Of all the caprices of
art, which in Italy so loved caprice, I recall no such pleasing
playfulness as in the decoration of these rooms. If you pass through
the last you may look from the spring within on no fairer spring without
bordering the shores of the Campagna sea.
It was so pathetic to imagine the place going out of the right Italian
keeping that I attributed a responsive sadness to the tall, handsome,
elderly woman who had allowed us the freedom of the casino. Her faded
beauty was a little sallow, as the faded beauty of a Roman matron should
be, and her large, dark eyes glowed from purpling shadows.
"And the German Emperor owns it now?"
"Yes, they say he has bought it."
"And the Germans will soon be coming?"
"They say."
She would not commit herself but by a tone, an inflection, but we knew
very well what she and the frescoed presences about us thought. I wish
now I could have stayed behind and got the frescos to tell me just how
far I ought recognize her sorrow in my tip, but one must always guess at
these things, and I shall never know whether I rewarded the aged
gatekeeper according to the century of service his generations had
rendered those of the frescos.
We were going now to the Villa Mandragone, but we had not yet the
courage for the rise of ground where we had failed before, and we
entreated our driver to go round some other way, if he could, and
descend rather than ascend to it. He said that was easy, and it was when
we came away that we passed through that ilex avenue which we had not
yet penetrated in its whole length, and where we now met many
foot-passengers, lay and cleric, who added to the character of the
scene, and saw again the little cripple artist, now trying to seize its
features, or some of them. I did not see whether she was succeeding so
well as in pity she might and as I knew she did.
In spite of our triumph with the Villa Mandragone in this second
attempt, we can never think it half as charming as the Villa Falconieri.
I forget what cardinal it was who built it so spacious and splendid,
with three hundred and sixty-five windows, in honor of the calendar as
reformed by the reigning pope, Gregory XIII. It is a palace enclosing a
quadrangle of whole acres (I will not own to less), with a stately
colonnade following as far round as the reader likes. When he passes
through all this magnificence he will come out on a grassy terrace, with
a fountain below it, and below that again the chromatic ocean of the
Cam-pagna (I have said sea often enough). A weird sort of barbaric
stateliness is given to the place by the twisted and tapering pillars
that rise at the several corners, with colossal masques carven at the
top and the sky showing through the eye-hollows, as the flame of torches
must often have shown at night. But for all the outlandish suggestion of
these pillars, the villa now belongs to the Jesuits, who have a college
there, where only the sons of noble families are received for education.

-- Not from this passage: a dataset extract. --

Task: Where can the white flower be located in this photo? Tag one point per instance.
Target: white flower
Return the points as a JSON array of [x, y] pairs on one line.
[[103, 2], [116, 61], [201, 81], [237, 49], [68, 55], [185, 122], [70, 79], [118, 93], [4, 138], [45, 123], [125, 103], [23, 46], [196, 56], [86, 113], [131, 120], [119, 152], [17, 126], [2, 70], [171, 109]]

As we rounded a sunny wall in driving away, we saw a line of people, old
and young of both sexes, but probably not of noble families, seated with
their backs against the warm stone eating from comfortable bowls
a soup which our driver said was the soup of charity and the daily dole
of the fathers to such hungry as came for it. The day was now growing
colder thaa it had been, and we felt that the poor needed all the soup,
and hot, that they could get.
After a vain visit to Grotta Ferrata, which was signally disappointing,
in spite of the traces of a recent country fair and the historical
merits of a church of the Greek rite, with a black-bearded monk coming
to show it through a gardened cloister, we were glad to take the tram
back to Rome and to get into the snug inside of it. The roof, which had
been so popular and populous in the morning, was now so little envied
that a fat lady descended from it and wedged herself into a row of the
interior where a sylph would have fitted better but might not have added
so much to the warmth. No one, myself of the number, thought of getting
up, though there were plenty of straps to hang by if one had chosen to
stand. This was quite like home, and so was it like home to have the
conductor ask me to Avait for my change, with all the ensuing fears that
wronged the long-delayed remembrance of his debt. In some things it
appears that at Rome the Romans do as the Americans do, but I wish we
were like them in having such a place as Frascati within easy tram-reach
of our cities.
XV
A FEW REMAINING MOMENTS
In the days of the earlier sixties, we youth who wished to be thought
elect did not feel ourselves so unless we were deeply read in
Hawthorne's romance of _The Marble Faun._ We made that our aesthetic
handbook in Rome, and we devoutly looked up all the places mentioned in
it, which were important for being mentioned; though such places as the
Tarpeian Rock, the Forum, the Capitoline Museum, and the Villa Bor-ghese
might secondarily have their historical or artistic interest.